Robert Galbraith (also known as J.K. Rowling) adds another title to her Cormoran Strike novels in Troubled Blood.
And lastly in my discussion about new fiction titles is Dear Ann by Bobbie Ann Mason. Her first novel, In Country, is now considered a post-modern classic, and this latest title probably will be as well. Dear Ann leads the reader down the path of a re-examination of a first love and all the living that the main character either did or didn’t do in her life. It’s as gritty and real as In Country.

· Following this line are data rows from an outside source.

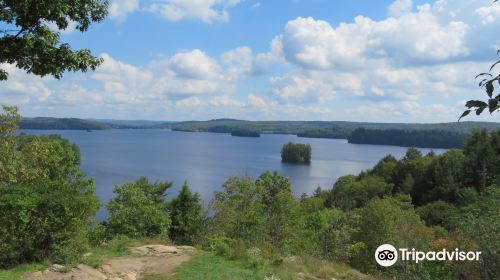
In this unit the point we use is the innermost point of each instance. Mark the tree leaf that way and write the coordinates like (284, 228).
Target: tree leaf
(475, 103)
(483, 74)
(493, 105)
(480, 110)
(464, 114)
(495, 64)
(490, 88)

New non-fiction titles on our shelves include The Hard Things about Hard Things by entrepreneur Ben Horowitz, His Truth Is Marching On: John Lewis and His Power of Hope by Jon Meacham, and Everything Beautiful In Its Time: Seasons of Love and Loss by Jenna Bush Hager. If you want to understand more about Netflix and how it has reinvented itself over and over, then read No Rules Rules: Netflix and the Culture of Reinvention by Reed Hastings. In A Knock at Midnight: A Story of Hope, Justice, and Freedom by Brittany K Barnett takes readers on her journey to understand the American justice system when, as a young law student, she comes across a case that will change her life forever. We have Sarah Huckabee Sanders’ memoir, titled Speaking for Myself: Faith, Freedom, and the Fight of Our Lives Inside the Trump White House and we now have Killing Crazy Horse: The Merciless Indian Wars in America by Bill O’Reilly.